So we have kind of nudges happening by governments. I know the EU is what I would call more heavy-handed with their regulation around the things you can and cannot do with software. But gosh, it just seems like, because of the diversity in software systems, you can’t just put fire suppression in the building and be done. There’s gonna be so many different things, I think, so many different regulations and rules and details in order to actually harness up some sort of protection that would be effective against – like an 80% solution even.

Yeah, I hear what you’re saying. It’s a crazy thought, and I really hope we don’t end up in this world, but… Buildings have regulated materials that they can be built in now. And you can’t – even like children’s toys can’t have certain chemicals in them. These are all very regulated industries. And could software eventually get to that point where governments are like “You can’t use any memory-unsafe language. It has to be blessed by the US government if it’s being used for public distribution”, period. Could we get there? I don’t know. Maybe. We’ve gotten there in almost everything else. People that have cabins in the woods have regulations that they still have to abide by. So I don’t know, it’s a wild thought. I’ve never really had it until you started seeing that, Jerod.

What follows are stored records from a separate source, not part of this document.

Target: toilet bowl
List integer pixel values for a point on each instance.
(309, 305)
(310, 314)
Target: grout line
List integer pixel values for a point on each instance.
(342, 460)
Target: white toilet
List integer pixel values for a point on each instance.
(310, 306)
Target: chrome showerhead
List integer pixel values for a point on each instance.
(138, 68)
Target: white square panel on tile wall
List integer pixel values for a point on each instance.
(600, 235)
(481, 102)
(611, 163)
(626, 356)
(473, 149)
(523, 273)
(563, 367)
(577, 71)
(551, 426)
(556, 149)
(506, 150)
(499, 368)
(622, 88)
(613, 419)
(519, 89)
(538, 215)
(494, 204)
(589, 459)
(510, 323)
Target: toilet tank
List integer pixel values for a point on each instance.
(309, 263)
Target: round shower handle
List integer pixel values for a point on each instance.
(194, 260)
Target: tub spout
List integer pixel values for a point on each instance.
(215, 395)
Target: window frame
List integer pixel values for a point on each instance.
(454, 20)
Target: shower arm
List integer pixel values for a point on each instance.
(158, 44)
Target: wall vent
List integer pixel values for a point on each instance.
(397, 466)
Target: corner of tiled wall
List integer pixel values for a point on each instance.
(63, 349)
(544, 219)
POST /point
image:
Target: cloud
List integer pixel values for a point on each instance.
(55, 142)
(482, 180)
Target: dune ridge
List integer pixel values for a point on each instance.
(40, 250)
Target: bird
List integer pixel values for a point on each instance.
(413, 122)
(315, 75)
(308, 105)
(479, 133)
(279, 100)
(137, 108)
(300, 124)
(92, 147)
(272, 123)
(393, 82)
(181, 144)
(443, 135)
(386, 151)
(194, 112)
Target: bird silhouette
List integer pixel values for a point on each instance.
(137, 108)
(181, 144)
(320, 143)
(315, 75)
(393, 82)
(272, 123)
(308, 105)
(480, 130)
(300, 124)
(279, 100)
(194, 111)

But what you’re saying though is we get to the future innovations through a past failure, and retrospectives and learning. That’s how we get to the future, is deploying what we think is the best solution, it not being the best solution, there’s some sort of catastrophe on a small or large scale… We examine that, we retrospective, we policy, we regulate, we redeploy, and we try again.

Well, the only other answer is to predict the future.

[31:58] Yeah… And I think that’s, to some degree, what developers are trying to do. They’re at least tasked with trying to solve the present problem that is futureproof, that has a version of futureproof in it. We hear it all the time, “This is futureproof code.”

I’ve never said that about my code.

Maybe not, but somebody’s like “This will futureproof this.”

I have.

Yeah, somebody’s definitely said that.

And I have always regretted it. [laughs]

Yeah… Featureproof, maybe. “My code’s featureproof.” Yeah, not futureproof.

Yeah.

Feature-free.

Break: [32:28]

I really come back to this at-scale situation. When we have the larger catastrophes, outages etc. it’s because of widely-deployed code… Which is a great thing, because that code is somehow wildly useful. But then, you’ve got to have certain things in place that once you’re maybe at that level, certain things that have to take place to instantiate change. Because like you said earlier, Robert, it’s usually change, and not so much that specific change, it’s that change plus something else that’s the unintended consequence of those two together. And I did look up, by the way, just because I was like “What actually happens when you combine chlorine bleach with vinegar?” It produces chlorine gas, which is highly toxic. So don’t do that. And the reaction is just not good at all.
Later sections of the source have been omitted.